Technology.
DNA Curtains.
DNA Curtains technology
DNA–protein interactions are fundamental to biology and play a key role in disease mechanisms and drug development. DNA curtains technology is a high-throughput single-molecule method that enables direct visualization of these interactions.

DNA curtains are formed within microfluidic flow channels, where many individual DNA molecules are organized into parallel arrays. This arrangement allows simultaneous imaging of hundreds of single DNA strands.

By combining single-molecule resolution with high-throughput data acquisition, the method enables quantitative analysis of binding kinetics and provides insight into underlying molecular mechanisms.
Nanofabrication
DNA curtains can be configured as either single- or double-tethered systems, depending on the nanofabrication design.
 In single-tethered DNA curtains, one end of each DNA molecule is anchored to a nanofabricated barrier, allowing the DNA to extend under flow. In double-tethered configurations, both ends of the DNA are immobilized between nanobarriers, resulting in more constrained and defined DNA positioning.

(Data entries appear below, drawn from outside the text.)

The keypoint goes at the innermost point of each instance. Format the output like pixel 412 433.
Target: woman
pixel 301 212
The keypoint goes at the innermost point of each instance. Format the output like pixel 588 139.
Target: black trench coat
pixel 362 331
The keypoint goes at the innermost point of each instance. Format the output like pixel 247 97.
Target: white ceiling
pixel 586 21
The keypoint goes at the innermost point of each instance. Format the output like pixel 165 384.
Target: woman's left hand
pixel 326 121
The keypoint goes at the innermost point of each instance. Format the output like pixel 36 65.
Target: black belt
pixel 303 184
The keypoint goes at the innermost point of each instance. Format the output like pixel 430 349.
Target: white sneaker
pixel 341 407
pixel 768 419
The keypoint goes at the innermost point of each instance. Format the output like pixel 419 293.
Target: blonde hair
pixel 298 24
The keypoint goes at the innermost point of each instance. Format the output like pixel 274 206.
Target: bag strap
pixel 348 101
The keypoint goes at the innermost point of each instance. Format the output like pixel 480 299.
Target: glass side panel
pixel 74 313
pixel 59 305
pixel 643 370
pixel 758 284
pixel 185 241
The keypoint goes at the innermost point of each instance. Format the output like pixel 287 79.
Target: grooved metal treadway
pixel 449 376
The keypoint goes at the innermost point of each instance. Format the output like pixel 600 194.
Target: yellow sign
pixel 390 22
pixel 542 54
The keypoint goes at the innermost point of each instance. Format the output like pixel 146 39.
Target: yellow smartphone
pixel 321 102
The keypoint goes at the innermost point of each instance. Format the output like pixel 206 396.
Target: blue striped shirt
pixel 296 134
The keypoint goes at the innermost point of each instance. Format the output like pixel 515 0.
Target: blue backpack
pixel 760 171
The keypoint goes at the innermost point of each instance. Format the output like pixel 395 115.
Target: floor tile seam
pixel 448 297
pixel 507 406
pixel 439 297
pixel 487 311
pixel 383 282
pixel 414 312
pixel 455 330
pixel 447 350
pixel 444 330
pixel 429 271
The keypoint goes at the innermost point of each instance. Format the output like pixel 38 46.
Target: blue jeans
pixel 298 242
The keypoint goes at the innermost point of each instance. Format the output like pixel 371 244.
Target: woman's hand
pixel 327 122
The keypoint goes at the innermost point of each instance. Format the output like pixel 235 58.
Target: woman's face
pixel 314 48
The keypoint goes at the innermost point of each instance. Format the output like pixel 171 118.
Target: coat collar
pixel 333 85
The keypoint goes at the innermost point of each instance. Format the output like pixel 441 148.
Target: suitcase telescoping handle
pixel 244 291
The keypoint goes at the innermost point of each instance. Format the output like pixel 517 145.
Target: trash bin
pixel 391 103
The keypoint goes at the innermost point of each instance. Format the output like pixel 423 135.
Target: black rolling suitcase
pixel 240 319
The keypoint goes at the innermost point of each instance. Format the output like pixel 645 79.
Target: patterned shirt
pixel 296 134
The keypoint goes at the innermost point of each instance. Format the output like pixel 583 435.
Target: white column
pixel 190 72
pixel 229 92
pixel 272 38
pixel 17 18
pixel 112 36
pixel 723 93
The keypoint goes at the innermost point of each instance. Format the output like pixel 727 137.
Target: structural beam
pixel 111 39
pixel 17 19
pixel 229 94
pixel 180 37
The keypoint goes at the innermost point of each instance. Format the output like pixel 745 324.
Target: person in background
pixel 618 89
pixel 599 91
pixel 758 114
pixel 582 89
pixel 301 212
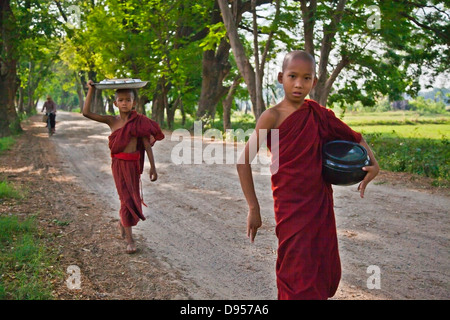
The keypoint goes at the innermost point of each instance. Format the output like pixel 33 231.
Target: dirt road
pixel 196 225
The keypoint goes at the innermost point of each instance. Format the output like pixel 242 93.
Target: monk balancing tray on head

These two geometries provide complementary experimental conditions, enabling the investigation of a broad range of DNA-protein interactions.
Lipid bilayer formation
The surface of the microfluidic flow channel is passivated using liposomes, which spread and form a supported lipid bilayer (SLB). Passivation using an SLB minimizes non-specific binding of proteins to the surface, allowing for reliable imaging of just DNA-protein interactions of interest.
DNA tethering
In both single- and double-tethered systems, DNA is tethered to the SLB via a biotin–streptavidin interaction. By applying a small flow, the tethered DNA molecules migrate toward the nanofabricated barriers, which capture and align the DNA at their leading edges. From this organized arrangement, individual molecules can be extended, visualized, and subjected to controlled biochemical conditions to study DNA–protein interactions of interest.

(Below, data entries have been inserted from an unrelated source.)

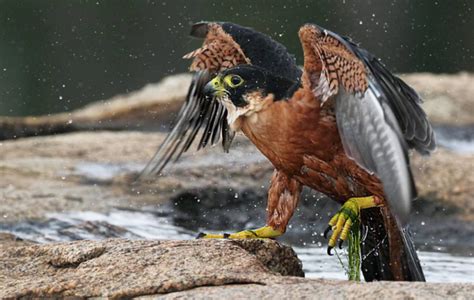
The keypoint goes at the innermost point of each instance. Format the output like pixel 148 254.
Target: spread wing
pixel 225 46
pixel 379 117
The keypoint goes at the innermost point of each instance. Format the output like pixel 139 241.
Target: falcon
pixel 342 125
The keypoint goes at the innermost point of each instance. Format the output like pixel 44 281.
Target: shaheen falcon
pixel 341 125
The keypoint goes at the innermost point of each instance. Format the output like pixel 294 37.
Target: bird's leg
pixel 283 197
pixel 349 213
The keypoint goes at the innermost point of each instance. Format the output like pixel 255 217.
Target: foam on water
pixel 438 266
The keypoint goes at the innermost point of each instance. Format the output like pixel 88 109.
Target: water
pixel 156 224
pixel 59 55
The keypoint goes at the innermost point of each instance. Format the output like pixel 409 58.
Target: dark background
pixel 57 55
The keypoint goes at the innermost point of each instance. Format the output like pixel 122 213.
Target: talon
pixel 329 251
pixel 327 231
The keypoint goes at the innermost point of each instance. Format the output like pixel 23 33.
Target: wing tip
pixel 199 29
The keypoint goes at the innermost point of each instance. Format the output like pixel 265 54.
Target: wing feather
pixel 379 117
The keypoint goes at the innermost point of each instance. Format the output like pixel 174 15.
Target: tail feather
pixel 388 253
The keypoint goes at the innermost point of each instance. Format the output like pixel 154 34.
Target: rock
pixel 200 269
pixel 118 268
pixel 152 107
pixel 94 171
pixel 447 101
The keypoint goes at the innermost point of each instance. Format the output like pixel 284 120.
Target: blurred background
pixel 69 176
pixel 58 55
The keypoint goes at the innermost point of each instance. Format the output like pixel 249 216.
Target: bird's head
pixel 245 90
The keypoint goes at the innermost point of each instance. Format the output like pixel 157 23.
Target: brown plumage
pixel 343 127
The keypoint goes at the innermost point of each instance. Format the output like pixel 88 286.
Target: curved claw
pixel 327 231
pixel 329 251
pixel 340 243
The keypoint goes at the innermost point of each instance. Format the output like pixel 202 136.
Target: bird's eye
pixel 234 80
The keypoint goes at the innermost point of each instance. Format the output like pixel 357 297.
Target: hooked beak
pixel 214 88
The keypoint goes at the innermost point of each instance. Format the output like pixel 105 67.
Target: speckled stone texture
pixel 197 269
pixel 122 268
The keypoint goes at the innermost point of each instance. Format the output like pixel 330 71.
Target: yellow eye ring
pixel 233 80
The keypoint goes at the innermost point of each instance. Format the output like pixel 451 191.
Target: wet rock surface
pixel 120 268
pixel 207 190
pixel 94 172
pixel 447 101
pixel 201 269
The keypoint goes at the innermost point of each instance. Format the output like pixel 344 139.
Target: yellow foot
pixel 348 214
pixel 262 232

In double-tethered systems, the free end of the DNA is additionally tethered via a digoxigenin/anti-digoxigenin interaction, enabling imaging of DNA molecules in the absence of flow.
Capturing DNA-protein interactions
DNA Curtains enables real-time single-molecule observation of how proteins search, bind, translocate along, and remodel DNA across many molecules in parallel [1].

The method has been used to directly resolve distinct biological mechanisms, including DNA repair proteins switching between search modes during damage detection [2], and motor proteins moving along DNA and encountering obstacles such as R-loops [3].

It has also been applied to map stepwise target interrogation prior to nuclease cleavage [4], and to reveal genome-organization mechanisms such as protein clustering, RNA-mediated recruitment, and distinct DNA-bound conformational states [5,6].